State Key Laboratory of Brain and Cognitive Sciences, Institute of Psychology, Chinese Academy of Sciences, Beijing, 100101, China.
Department of Psychology, University of Chinese Academy of Sciences, Beijing, 100049, China.
Biomed Eng Online. 2017 Nov 13;16(1):129. doi: 10.1186/s12938-017-0419-7.
In a typical electrophysiological experiment, especially one that includes studying animal behavior, the data collected normally contain spikes, local field potentials, behavioral responses and other associated data. In order to obtain informative results, the data must be analyzed simultaneously with the experimental settings. However, most open-source toolboxes currently available for data analysis were developed to handle only a portion of the data and did not take into account the sorting of experimental conditions. Additionally, these toolboxes require that the input data be in a specific format, which can be inconvenient to users. Therefore, the development of a highly integrated toolbox that can process multiple types of data regardless of input data format and perform basic analysis for general electrophysiological experiments is incredibly useful.

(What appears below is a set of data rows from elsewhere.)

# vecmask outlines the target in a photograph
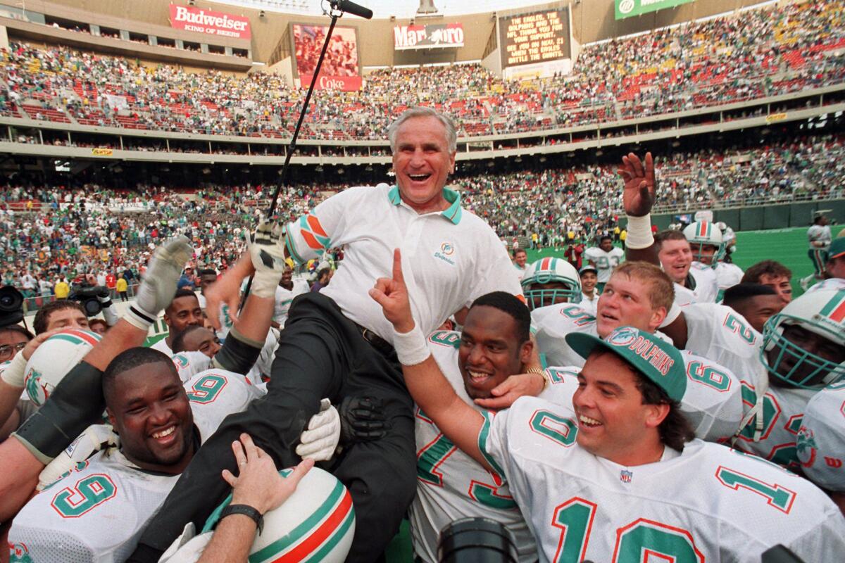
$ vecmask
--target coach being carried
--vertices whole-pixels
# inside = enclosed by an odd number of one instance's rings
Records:
[[[521,290],[493,230],[465,213],[460,195],[445,188],[457,144],[451,121],[428,108],[411,109],[388,137],[396,186],[347,189],[286,225],[281,235],[270,235],[262,225],[261,244],[208,290],[210,308],[225,301],[236,311],[241,282],[256,269],[281,271],[288,257],[302,264],[330,247],[346,250],[330,285],[294,300],[268,395],[228,418],[203,446],[129,560],[157,560],[185,523],[202,527],[229,492],[221,471],[237,471],[231,447],[242,432],[248,431],[277,466],[297,464],[294,447],[323,397],[335,404],[346,397],[373,397],[389,422],[382,437],[352,445],[333,468],[355,506],[347,560],[378,560],[397,532],[417,486],[412,401],[394,351],[394,328],[368,290],[390,275],[397,246],[412,289],[413,315],[425,333],[451,315],[463,322],[469,306],[484,294]],[[253,291],[272,296],[275,285],[254,282]],[[209,318],[216,319],[216,312]]]

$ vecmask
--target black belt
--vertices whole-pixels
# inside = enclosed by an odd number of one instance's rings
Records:
[[[393,344],[373,333],[367,327],[362,327],[357,322],[355,323],[355,326],[357,328],[358,332],[361,333],[361,336],[363,337],[364,340],[370,343],[370,345],[376,349],[380,354],[390,356],[396,353],[396,351],[393,349]]]

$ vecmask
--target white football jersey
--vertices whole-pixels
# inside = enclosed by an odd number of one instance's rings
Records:
[[[804,291],[804,294],[813,293],[814,291],[818,291],[819,290],[834,290],[836,291],[845,290],[845,278],[830,278],[828,279],[822,279],[818,284],[810,285],[810,289]]]
[[[730,307],[696,303],[684,307],[685,349],[723,365],[740,379],[755,372],[763,337]]]
[[[719,295],[716,270],[700,262],[692,263],[690,275],[695,283],[694,288],[675,284],[675,304],[684,306],[691,303],[715,303]]]
[[[798,435],[798,458],[814,483],[845,492],[845,383],[826,387],[810,399]]]
[[[757,382],[766,376],[766,367],[760,364],[757,371],[745,374],[742,379],[742,400],[745,412],[757,403]],[[769,385],[762,414],[758,413],[743,429],[733,446],[795,471],[800,470],[798,457],[798,436],[803,425],[807,403],[815,389],[778,387]],[[754,440],[757,419],[762,416],[760,439]]]
[[[482,413],[482,454],[504,474],[542,561],[759,563],[782,544],[806,561],[845,553],[845,518],[806,479],[695,440],[624,467],[576,442],[575,414],[523,397]]]
[[[593,293],[592,299],[590,299],[583,291],[581,291],[581,300],[578,302],[578,306],[595,317],[596,310],[598,307],[598,297],[597,293]]]
[[[827,247],[831,246],[831,241],[833,241],[833,235],[831,234],[831,225],[811,225],[810,229],[807,230],[807,238],[810,240],[810,243],[822,243],[821,246],[814,246],[810,244],[810,250],[827,250]]]
[[[297,295],[308,292],[308,283],[299,278],[292,279],[293,287],[286,290],[281,285],[275,286],[275,306],[273,307],[273,321],[278,322],[281,328],[285,328],[287,322],[287,311],[291,309],[291,303]]]
[[[610,252],[605,252],[598,246],[591,246],[584,251],[584,257],[596,265],[598,270],[598,283],[606,284],[610,280],[613,268],[625,259],[625,253],[621,248],[613,246]]]
[[[197,374],[184,387],[201,442],[258,396],[243,376],[223,370]],[[117,448],[99,452],[21,509],[9,543],[33,561],[123,561],[178,478],[139,469]]]
[[[681,399],[681,412],[695,431],[695,437],[707,441],[725,441],[739,429],[743,418],[742,386],[739,378],[714,361],[684,350],[687,387]],[[560,383],[541,395],[552,403],[570,406],[578,388],[579,365],[548,368],[552,382]]]
[[[742,277],[745,273],[736,264],[727,262],[720,262],[716,264],[713,271],[716,272],[716,282],[720,290],[727,290],[729,287],[733,287],[742,281]]]
[[[250,403],[264,394],[246,376],[220,369],[200,371],[183,387],[203,441],[215,433],[223,419],[246,410]]]
[[[440,371],[461,399],[476,410],[458,368],[461,333],[438,331],[428,337],[428,348]],[[418,407],[414,409],[417,440],[417,495],[411,505],[414,552],[436,563],[440,531],[467,517],[486,517],[504,524],[516,538],[520,560],[537,560],[537,544],[507,486],[494,473],[458,450]]]
[[[570,303],[550,305],[531,311],[532,329],[546,365],[584,365],[584,359],[570,348],[564,338],[570,333],[584,333],[598,337],[596,317]]]

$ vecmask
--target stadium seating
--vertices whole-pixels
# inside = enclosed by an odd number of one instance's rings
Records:
[[[503,81],[477,64],[378,70],[359,92],[317,92],[302,137],[381,139],[396,115],[418,105],[451,114],[460,134],[473,137],[666,114],[845,81],[839,3],[770,6],[741,18],[587,46],[567,77]],[[0,113],[57,122],[279,138],[292,131],[304,95],[263,73],[188,73],[62,47],[15,44],[2,58],[8,90]]]

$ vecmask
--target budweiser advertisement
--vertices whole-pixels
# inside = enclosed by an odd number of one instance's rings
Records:
[[[396,51],[464,46],[463,24],[397,25],[393,28]]]
[[[292,28],[299,84],[303,88],[308,88],[317,68],[317,61],[319,60],[329,28],[300,24],[292,24]],[[314,88],[346,92],[361,89],[358,41],[355,28],[335,28]]]
[[[170,5],[170,25],[177,30],[198,31],[211,35],[250,39],[249,19],[194,6]]]

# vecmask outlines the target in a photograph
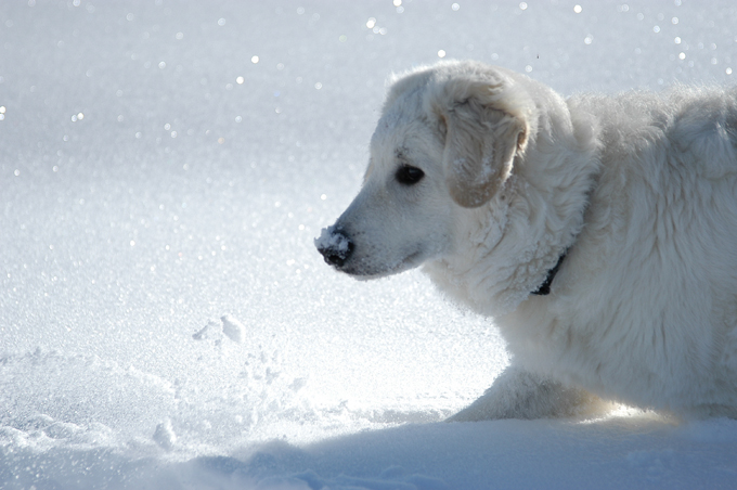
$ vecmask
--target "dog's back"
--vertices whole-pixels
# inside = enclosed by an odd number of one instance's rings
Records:
[[[558,325],[554,356],[526,363],[639,405],[737,415],[737,90],[568,104],[598,121],[600,173],[556,297],[520,308]]]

Here, we report the development of a Python based open-source toolbox, referred to as NeoAnalysis, to be used for quick electrophysiological data processing and analysis. The toolbox can import data from different data acquisition systems regardless of their formats and automatically combine different types of data into a single file with a standardized format. In cases where additional spike sorting is needed, NeoAnalysis provides a module to perform efficient offline sorting with a user-friendly interface. Then, NeoAnalysis can perform regular analog signal processing, spike train, and local field potentials analysis, behavioral response (e.g. saccade) detection and extraction, with several options available for data plotting and statistics. Particularly, it can automatically generate sorted results without requiring users to manually sort data beforehand. In addition, NeoAnalysis can organize all of the relevant data into an informative table on a trial-by-trial basis for data visualization. Finally, NeoAnalysis supports analysis at the population level.
With the multitude of general-purpose functions provided by NeoAnalysis, users can easily obtain publication-quality figures without writing complex codes. NeoAnalysis is a powerful and valuable toolbox for users doing electrophysiological experiments.
在典型的电生理实验中,特别是包含动物行为研究的实验中,所收集的数据通常包含尖峰、局部场电位、行为反应和其他相关数据。为了获得有意义的结果,必须在实验设置的同时对数据进行分析。然而,目前大多数可用的开源数据分析工具箱仅开发用于处理部分数据,并且没有考虑到实验条件的分类。此外,这些工具箱要求输入数据采用特定格式,这可能会给用户带来不便。因此,开发一种高度集成的工具箱,可以处理多种类型的数据,而无需考虑输入数据格式,并对一般电生理实验进行基本分析,是非常有用的。
在这里,我们报告了一个基于 Python 的开源工具包的开发,称为 NeoAnalysis,用于快速电生理数据处理和分析。该工具包可以从不同的数据采集系统导入数据,而无需考虑其格式,并自动将不同类型的数据组合到一个具有标准化格式的单个文件中。在需要额外的尖峰分类的情况下,NeoAnalysis 提供了一个模块,可通过用户友好的界面进行高效的离线分类。然后,NeoAnalysis 可以进行常规的模拟信号处理、尖峰序列和局部场电位分析、行为反应(例如扫视)检测和提取,并有多种数据绘图和统计选项。特别地,它可以自动生成分类结果,而无需用户事先手动对数据进行分类。此外,NeoAnalysis 可以将所有相关数据组织到一个基于试验的有信息的表中,用于数据可视化。最后,NeoAnalysis 支持群体水平的分析。
使用 NeoAnalysis 提供的多种通用功能,用户可以轻松获得具有出版物质量的图形,而无需编写复杂的代码。NeoAnalysis 是进行电生理实验的用户的强大而有价值的工具包。